Machine Learning

Convolutional Neural Networks (CNN)

In 2012, a neural network crushed classical algorithms at image recognition - by a 10 percentage-point margin that shocked the entire community. And the whole network was built on three simple ideas: a sliding filter (convolution), picking the max from a window (pooling), and stacking simple patterns into complex ones (hierarchy). The architecture was so simple a student could implement it over a weekend. Today those same three ideas power systems that drive cars, diagnose X-rays, and generate images.

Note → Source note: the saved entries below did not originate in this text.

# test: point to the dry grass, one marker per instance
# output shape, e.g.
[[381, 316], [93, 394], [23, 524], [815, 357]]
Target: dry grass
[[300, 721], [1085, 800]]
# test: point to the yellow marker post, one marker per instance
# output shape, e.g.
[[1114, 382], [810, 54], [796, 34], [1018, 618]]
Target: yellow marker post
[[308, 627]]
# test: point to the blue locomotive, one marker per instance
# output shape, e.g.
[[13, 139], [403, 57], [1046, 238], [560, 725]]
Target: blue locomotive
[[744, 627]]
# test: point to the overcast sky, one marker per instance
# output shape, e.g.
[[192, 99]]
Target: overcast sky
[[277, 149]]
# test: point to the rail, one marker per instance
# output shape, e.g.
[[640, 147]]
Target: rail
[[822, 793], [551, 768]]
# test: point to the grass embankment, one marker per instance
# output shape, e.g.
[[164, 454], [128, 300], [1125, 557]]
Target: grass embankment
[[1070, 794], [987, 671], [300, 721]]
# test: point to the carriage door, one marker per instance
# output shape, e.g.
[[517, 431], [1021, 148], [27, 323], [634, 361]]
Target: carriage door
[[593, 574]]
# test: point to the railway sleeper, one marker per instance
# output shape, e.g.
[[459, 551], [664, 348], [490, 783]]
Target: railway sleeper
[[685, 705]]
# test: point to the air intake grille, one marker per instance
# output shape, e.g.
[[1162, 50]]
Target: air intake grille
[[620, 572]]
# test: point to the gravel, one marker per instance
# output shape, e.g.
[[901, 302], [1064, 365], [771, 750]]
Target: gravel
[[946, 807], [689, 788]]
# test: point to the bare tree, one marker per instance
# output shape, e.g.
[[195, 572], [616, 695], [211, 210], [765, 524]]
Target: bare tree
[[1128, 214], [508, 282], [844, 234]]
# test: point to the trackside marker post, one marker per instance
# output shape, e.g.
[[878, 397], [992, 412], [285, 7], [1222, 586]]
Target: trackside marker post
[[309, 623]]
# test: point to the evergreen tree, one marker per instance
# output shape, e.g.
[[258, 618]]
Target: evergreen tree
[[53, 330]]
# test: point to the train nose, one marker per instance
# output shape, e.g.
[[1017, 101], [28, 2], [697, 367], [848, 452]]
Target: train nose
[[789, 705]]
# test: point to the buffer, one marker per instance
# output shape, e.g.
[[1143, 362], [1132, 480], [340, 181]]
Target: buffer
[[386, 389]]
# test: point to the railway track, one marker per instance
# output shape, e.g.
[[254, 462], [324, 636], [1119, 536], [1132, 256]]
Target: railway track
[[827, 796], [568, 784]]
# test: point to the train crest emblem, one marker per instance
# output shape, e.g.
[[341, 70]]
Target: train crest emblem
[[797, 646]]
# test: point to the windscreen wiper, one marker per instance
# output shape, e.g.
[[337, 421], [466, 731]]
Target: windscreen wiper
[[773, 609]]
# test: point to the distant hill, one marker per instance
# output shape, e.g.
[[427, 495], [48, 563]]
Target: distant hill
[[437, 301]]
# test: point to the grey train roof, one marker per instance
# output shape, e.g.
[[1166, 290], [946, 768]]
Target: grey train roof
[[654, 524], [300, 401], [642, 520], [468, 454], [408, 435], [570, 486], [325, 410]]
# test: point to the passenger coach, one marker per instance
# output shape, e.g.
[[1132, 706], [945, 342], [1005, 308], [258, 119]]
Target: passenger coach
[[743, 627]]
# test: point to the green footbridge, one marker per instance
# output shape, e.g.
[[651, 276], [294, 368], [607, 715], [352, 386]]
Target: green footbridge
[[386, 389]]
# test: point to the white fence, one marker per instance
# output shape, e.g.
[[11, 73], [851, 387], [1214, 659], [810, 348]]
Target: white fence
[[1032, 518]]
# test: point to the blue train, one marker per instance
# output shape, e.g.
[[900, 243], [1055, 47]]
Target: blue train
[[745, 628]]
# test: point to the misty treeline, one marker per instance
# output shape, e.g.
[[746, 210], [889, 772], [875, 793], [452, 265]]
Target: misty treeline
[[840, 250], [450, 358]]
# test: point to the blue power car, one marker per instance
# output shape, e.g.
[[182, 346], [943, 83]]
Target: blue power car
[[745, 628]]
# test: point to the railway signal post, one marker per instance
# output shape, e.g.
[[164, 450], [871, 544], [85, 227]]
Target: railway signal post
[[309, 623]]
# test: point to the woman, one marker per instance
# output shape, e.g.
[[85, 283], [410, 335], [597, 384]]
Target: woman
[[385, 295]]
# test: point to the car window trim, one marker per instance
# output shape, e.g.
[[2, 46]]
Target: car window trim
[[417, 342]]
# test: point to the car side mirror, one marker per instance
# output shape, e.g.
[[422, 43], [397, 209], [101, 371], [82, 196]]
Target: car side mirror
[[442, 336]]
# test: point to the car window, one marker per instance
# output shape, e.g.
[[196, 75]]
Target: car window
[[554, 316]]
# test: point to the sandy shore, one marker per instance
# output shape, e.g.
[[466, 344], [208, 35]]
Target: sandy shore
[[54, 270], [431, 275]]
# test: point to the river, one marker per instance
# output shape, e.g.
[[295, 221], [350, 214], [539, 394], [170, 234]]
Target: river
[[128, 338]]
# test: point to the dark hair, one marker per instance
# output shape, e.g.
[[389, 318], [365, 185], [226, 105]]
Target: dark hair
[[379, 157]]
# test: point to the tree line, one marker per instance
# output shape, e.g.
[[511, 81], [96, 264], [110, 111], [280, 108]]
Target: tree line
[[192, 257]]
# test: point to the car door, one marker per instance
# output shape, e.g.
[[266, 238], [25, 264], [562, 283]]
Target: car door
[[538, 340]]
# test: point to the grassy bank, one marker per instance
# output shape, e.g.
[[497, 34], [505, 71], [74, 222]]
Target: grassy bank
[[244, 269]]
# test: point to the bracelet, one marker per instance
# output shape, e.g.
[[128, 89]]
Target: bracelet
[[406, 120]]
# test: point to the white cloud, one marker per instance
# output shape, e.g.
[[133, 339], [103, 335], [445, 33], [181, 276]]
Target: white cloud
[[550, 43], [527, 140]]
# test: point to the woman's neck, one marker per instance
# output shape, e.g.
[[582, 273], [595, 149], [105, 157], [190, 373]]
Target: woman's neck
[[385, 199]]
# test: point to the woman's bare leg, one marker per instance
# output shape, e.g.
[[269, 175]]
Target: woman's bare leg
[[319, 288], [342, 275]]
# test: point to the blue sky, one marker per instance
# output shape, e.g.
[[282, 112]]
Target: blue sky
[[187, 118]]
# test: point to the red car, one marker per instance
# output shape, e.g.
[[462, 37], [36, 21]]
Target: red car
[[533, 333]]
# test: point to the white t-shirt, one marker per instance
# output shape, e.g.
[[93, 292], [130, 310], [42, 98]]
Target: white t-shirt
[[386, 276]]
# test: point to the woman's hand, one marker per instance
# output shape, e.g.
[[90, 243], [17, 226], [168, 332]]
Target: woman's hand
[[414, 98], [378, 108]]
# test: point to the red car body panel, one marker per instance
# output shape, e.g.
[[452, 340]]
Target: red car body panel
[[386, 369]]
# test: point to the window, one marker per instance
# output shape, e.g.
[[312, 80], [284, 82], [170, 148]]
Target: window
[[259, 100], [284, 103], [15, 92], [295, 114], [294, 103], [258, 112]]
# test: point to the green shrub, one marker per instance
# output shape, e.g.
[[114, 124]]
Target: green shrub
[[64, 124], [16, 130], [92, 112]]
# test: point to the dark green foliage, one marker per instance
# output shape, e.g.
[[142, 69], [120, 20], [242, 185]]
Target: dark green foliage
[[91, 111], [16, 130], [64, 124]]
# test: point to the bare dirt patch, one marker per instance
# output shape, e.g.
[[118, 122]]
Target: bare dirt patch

**Self-driving cars (Tesla, Waymo)** - CNNs recognize pedestrians, signs, lane markings, and other vehicles in real time from camera feeds, processing dozens of frames per second
**Medical diagnostics** - CNNs analyze X-rays, MRI, and CT scans at the accuracy level of experienced radiologists, helping detect cancer, pneumonia, and fractures at early stages
**Face recognition (Face ID)** - CNNs extract unique facial features for user authentication, working even with changing lighting, angles, and partial occlusion

Предварительные знания

Optimizers: SGD, Adam, RMSProp

From the Neocognitron to the ImageNet breakthrough

The convolutional idea was born in 1980, when Kunihiko Fukushima built the Neocognitron, a layered network inspired by the visual cortex that learned to recognize shapes regardless of their position. In 1989 Yann LeCun added backpropagation and trained a network to read handwritten digits; by 1998 his LeNet-5 was reading checks and ZIP codes for AT&T, the first CNN to earn its keep in production. CNNs then stayed a niche tool for over a decade until 2012, when Alex Krizhevsky, Ilya Sutskever, and Geoffrey Hinton entered AlexNet in the ImageNet competition. It cut the error rate by roughly ten points over the best classical methods, and computer vision switched to deep learning almost overnight.

The convolution operation

Suppose you're searching for a specific pattern in a large image - say, a horizontal line. Instead of comparing every pixel with every other pixel, you take a small **window (kernel/filter)** of size 3x3 and slide it across the entire image. At each position you multiply the pixel values by the filter weights and sum them up - the result is a single number that shows how much the current region resembles the target pattern. This is the **convolution** operation. Each filter learns to recognize one specific pattern: a horizontal line, a vertical edge, a diagonal, or a color gradient.

Why is convolution better than a fully connected layer for images? Three reasons. **Locality:** each neuron looks only at a small area (3x3, 5x5), not the whole image. This makes sense - edges and textures are local patterns. **Parameter sharing:** the same filter is applied across the entire image. If a filter learns to find a vertical line in the top-left corner, it will find it in the bottom-right as well. **Translational invariance:** an object is recognized regardless of where it is in the image.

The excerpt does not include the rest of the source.